Now, in February 2018 USCIS issued the new memo titled “Contracts and Itineraries Requirements for H-1B Petitions Involving Third-Party Worksites”.

The new memo clarifies several vague rules in place and states that the 1995 memos are not in power anymore. It establishes that the employer must prove several points to USCIS when they place an H-1B visa holder at a third party.

The new H1B visa rules include:

  • The employee has a specific work assignment.
  • The visa holder or employee will be employed in a specialty occupation even at the third-party placement.
  • The employer will maintain the work relationship with the employee for the duration of the H-1B visa.
  • The H-1B visa petition is in line with the Labor Condition Application (LCA) for that specific assignment.

To prove these two points, employers must submit detailed and specific documents, such as:

  • The actual signed contract between the employer and the H-1B visa holder or employee.
  • The employee’s itinerary with the dates of work of the employee and the places that the employee will work.
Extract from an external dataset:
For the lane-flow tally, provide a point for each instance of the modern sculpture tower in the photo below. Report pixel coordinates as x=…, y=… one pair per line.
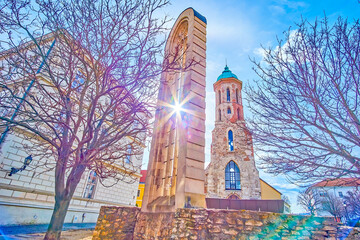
x=175, y=177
These two documents will be central and will be considered carefully when USCIS makes a decision whether to approve the H-1B visa petitions or not.

In addition to these two documents, the employer can strengthen the H-1B petition by also attaching any of the supporting documents below:

  • Evidence of work assignments like:
    • Milestone tables.
    • Cost-benefit analysis.
    • Brochures.
    • Technical documents, etc.
  • Copies of relevant contracts between the employer and their clients where the H-1B visa holder will work.
  • Copies of work orders or statements of work signed by the client where the H-1B visa holder will work with detailed duties, required qualifications, and duration of work.
  • Letter signed by each client where the H-1B visa holder will work detailing the duties, required qualifications, duration of work, and supervisory persons.

If USCIS finds this evidence unsatisfactory, it might lead to them denying the H-1B visa petition.

Besides using these conditions to approve or deny an initial petition, USCIS will use them to establish the duration of the petition and possible extensions.

When submitting the itinerary, the employer must prove that the employee will have a specialty occupation and duties for the whole duration of the H-1B visa. The H-1B visa has a validity period of 3 years, but if USCIS determines that the employee will not actually work for the whole 3 years, they will shorten it. So the employer has to prove that the contractual agreement between them and the employee will be for 3 years.

Additionally, if the employer is applying for an extension of the H-1B visa for their employee who works at a third party site, they must submit the same evidence. They must prove that the conditions were met for the whole period that the employee worked at a third party site. Also, they must submit evidence of the dates and locations the employee worked in as well as wage they received. This is done to verify that the employee is not being underpaid. If USCIS determines that the employer violated any of the rules, they will not approve an extension of the petition.

These rules outlined in the memo went into effect in February 2018 and all US employers who hire foreign workers on an H-1B visa must comply with them. They will make it much more difficult to get H-1B visas, which are highly popular and limited in number.